The bed furs were warm where he had lain. A chill touched her skin and she shivered. She sat up, staring into the darkness, listening, but she could not tell what Reynaud was doing or where he had gone.

With abrupt decision, she got to her knees and crawled to the end of the shelter. She tugged aside the flap to look out. The night was black and the wind whipped the wetness of rain into her face. Then came the crackle and flash of lightning, ripping across the sky in a jagged tear. It silhouetted the trees in its white glare and was reflected in the spattering rain that sheeted the ground. And it gilded in silver splendor the naked form of the man who stood just outside.

It was Reynaud, with his arms at his sides, his palms turned outward, and his head thrown back. His eyes were closed and his features blank, shut-in, as he lifted his face to the cold autumn rain.

4
 

E
LISE KEPT HER gaze on her feet as she walked. Plodding along behind the squat form of Pascal was fast becoming so ordinary, such a habit, that it did not require her attention. There was an abstracted frown between her brown eyes, and now and then she glanced up to stare past the merchant at the broad back of the half-breed who led them all.

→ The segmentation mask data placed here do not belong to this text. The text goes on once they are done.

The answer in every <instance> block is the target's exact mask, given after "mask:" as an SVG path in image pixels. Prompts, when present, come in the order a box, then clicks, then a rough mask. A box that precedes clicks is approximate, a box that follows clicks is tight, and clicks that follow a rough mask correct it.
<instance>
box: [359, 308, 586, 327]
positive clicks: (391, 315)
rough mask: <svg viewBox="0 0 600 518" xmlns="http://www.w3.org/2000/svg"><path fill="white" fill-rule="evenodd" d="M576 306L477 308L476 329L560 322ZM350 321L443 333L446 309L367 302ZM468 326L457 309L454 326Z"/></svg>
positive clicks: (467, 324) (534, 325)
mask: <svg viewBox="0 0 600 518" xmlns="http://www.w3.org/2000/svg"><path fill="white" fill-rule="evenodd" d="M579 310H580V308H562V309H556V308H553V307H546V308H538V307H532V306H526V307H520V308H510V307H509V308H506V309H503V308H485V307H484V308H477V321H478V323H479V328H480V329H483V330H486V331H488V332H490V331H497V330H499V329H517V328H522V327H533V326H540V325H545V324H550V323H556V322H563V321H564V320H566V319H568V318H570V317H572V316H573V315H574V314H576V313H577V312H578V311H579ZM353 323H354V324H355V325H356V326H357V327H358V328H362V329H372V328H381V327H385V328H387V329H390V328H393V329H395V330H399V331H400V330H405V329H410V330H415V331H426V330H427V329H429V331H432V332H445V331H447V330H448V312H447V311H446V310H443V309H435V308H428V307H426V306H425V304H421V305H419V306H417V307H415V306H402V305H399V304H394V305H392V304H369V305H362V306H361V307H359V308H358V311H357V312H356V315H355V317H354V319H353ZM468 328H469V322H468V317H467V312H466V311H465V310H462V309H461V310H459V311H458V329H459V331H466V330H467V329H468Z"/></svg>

She could not understand Reynaud. The thing he had demanded of her in exchange for her own life and those of the other refugees from Fort Rosalie was barbaric. And yet his behavior, his consideration the night before, was, she had reason to believe, rare even among civilized men. Which was he, then, savage or gentleman?

There was a purpose behind his leniency, this she did not doubt. It was likely that he expected her to be so affected by the proximity of his masculine form that she would succumb to her own curiosity to know how it would feel to have him make love to her. His talk of the joys of such, his taunt about her lack of knowledge of it, pointed toward that end.

He was going to be badly disappointed, of course; still, how many men would have the patience to wait? Most seemed to think that a woman’s protests, the barriers she erected, were only there to be swept aside. They took pleasure in thrusting straight toward their goal, caring little for the pain they caused. Some even enjoyed it. Certainly she had expected nothing more from Reynaud. In some peculiar way, his forbearance was more disturbing than if he had forced himself upon her.

Was that strictly true? She herself had been shocked by the violence of her physical reaction, her total rejection of the nearness of a man. Even now she was embarrassed by her lack of control, by the fact that he had seen her a prey to overwrought sensibilities. She did not know what she would have done if he had exerted himself to take her. She refused to think about it.